Quick Start Checklist

  • Configure MemoryConfig with embeddings function
  • Enable on ContextManager via set_memory_config()
  • Add strategies using one of the patterns above
  • Call prepare_for_run(signature) before agent execution
  • Call finalize_outcome(success, fail_notes) after execution
  • Verify strategies are being retrieved and updated

Common Pitfalls

❌ Pitfall 1: Expecting Automatic Learning

Problem: Enabling ReasoningBank and expecting it to learn automatically.

Solution: You must explicitly add strategies. See usage patterns above.

❌ Pitfall 2: No Embeddings Function

Problem: Setting mode="reasoning" but embeddings_fn=None.

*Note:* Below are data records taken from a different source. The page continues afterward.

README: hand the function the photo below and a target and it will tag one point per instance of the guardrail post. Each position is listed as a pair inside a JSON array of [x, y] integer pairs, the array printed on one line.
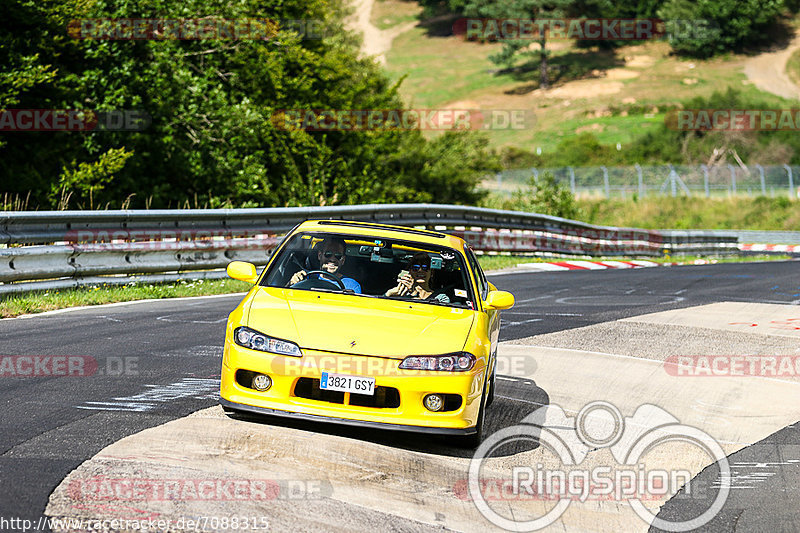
[[733, 178], [763, 181], [572, 180], [672, 183], [641, 180]]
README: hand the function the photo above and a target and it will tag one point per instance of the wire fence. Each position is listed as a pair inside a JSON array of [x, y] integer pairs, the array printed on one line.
[[665, 180]]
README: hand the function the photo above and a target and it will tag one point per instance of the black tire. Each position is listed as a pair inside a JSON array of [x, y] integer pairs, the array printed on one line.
[[474, 440], [490, 395]]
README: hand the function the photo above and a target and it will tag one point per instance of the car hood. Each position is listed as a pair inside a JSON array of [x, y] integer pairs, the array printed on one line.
[[357, 324]]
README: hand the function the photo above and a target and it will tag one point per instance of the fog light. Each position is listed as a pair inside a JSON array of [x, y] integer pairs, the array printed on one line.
[[262, 382], [434, 402]]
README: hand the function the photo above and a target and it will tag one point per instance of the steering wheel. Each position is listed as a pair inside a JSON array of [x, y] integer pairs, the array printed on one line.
[[325, 276]]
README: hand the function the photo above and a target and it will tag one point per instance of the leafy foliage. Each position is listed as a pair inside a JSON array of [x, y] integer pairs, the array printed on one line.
[[212, 137], [717, 26]]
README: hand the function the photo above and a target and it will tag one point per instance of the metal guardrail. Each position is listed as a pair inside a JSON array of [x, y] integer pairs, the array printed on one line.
[[61, 249], [660, 180]]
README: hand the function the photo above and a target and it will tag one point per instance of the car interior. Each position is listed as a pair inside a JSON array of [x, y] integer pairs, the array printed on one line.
[[374, 263]]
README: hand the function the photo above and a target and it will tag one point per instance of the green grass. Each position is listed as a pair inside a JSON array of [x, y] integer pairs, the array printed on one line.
[[500, 262], [38, 302], [590, 94], [739, 212], [793, 67], [387, 14]]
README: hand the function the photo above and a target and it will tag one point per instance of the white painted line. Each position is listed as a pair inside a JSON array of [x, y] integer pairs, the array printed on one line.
[[616, 264], [587, 264], [543, 266], [119, 304]]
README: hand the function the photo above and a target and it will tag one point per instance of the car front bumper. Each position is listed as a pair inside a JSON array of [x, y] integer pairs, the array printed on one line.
[[412, 386]]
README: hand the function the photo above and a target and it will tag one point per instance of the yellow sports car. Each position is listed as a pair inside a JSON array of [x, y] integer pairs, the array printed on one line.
[[366, 324]]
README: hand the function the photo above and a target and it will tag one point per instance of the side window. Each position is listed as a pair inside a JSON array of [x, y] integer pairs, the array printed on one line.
[[483, 284]]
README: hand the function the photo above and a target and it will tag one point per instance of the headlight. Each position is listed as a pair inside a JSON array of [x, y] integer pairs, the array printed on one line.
[[449, 362], [250, 338]]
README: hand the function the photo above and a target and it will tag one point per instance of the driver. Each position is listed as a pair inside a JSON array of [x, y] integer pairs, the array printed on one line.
[[331, 255]]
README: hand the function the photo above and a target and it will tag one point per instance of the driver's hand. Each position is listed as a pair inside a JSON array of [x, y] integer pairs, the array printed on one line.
[[298, 277]]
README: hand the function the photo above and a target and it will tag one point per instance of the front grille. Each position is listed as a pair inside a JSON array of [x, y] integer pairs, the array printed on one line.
[[384, 397]]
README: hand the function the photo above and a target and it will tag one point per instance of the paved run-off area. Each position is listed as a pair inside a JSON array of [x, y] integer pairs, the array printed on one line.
[[318, 477]]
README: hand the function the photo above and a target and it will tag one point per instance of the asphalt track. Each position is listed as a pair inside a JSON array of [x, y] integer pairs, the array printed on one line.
[[50, 425]]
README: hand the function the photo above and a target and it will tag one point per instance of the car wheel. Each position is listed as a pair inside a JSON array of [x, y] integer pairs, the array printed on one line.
[[490, 395], [474, 440], [230, 411]]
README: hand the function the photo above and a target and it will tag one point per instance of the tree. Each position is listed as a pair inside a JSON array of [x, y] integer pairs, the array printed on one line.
[[514, 49], [706, 27], [213, 139]]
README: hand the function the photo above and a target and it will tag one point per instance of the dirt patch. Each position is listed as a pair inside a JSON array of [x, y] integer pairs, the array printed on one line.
[[584, 89], [768, 71], [621, 74], [641, 61]]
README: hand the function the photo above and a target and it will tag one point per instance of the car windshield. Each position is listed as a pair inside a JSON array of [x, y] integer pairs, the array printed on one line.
[[372, 267]]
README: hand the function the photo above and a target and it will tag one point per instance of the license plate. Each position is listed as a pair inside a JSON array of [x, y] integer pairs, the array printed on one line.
[[343, 383]]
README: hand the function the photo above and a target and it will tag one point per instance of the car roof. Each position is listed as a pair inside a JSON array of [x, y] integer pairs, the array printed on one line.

Solution: Always provide an embeddings function:

# Minimum (hash-based, for testing)
def hash_embed(texts):
    import hashlib
    out = []
    for t in texts:
        h = hashlib.sha256(t.encode()).digest()
        v = np.frombuffer(h, dtype=np.uint8).astype(np.float32)[:256]
        v = (v - v.mean()) / (v.std() + 1e-8)
        out.append(v)
    return np.vstack(out)

# Better (semantic)
def semantic_embed(texts):
    from sentence_transformers import SentenceTransformer
    model = SentenceTransformer("all-MiniLM-L6-v2")
    return np.array(model.encode(texts, normalize_embeddings=True), dtype=np.float32)

❌ Pitfall 3: Forgetting to Call finalize_outcome

Problem: Strategies never update confidence scores.

Solution: Always call finalize_outcome after agent execution:

signature = {"intent": "planning"}
advice = ctx.prepare_for_run(signature)

# ... run agent ...

ctx.finalize_outcome(run_success=True)  # or False with fail_notes

❌ Pitfall 4: Vague Strategy Text

Problem: Strategy text is too specific or vague:

  • Too specific: “Use requests.get to fetch data from the API at port 8000”
  • Too vague: “Do things correctly”

Solution: Keep strategies generalizable but actionable:

  • ✅ “Validate API responses before processing data”
  • ✅ “Check input parameters before executing operations”
  • ✅ “Break complex tasks into 3-5 distinct phases”

Next Steps


Summary

Enabling ReasoningBank = Infrastructure setup (automatic via config) Populating ReasoningBank = Adding strategies (manual or your code)

Vel gives you the tools, but you decide what gets learned and when. This “Own Your Memory” approach ensures full control over your agent’s learning process.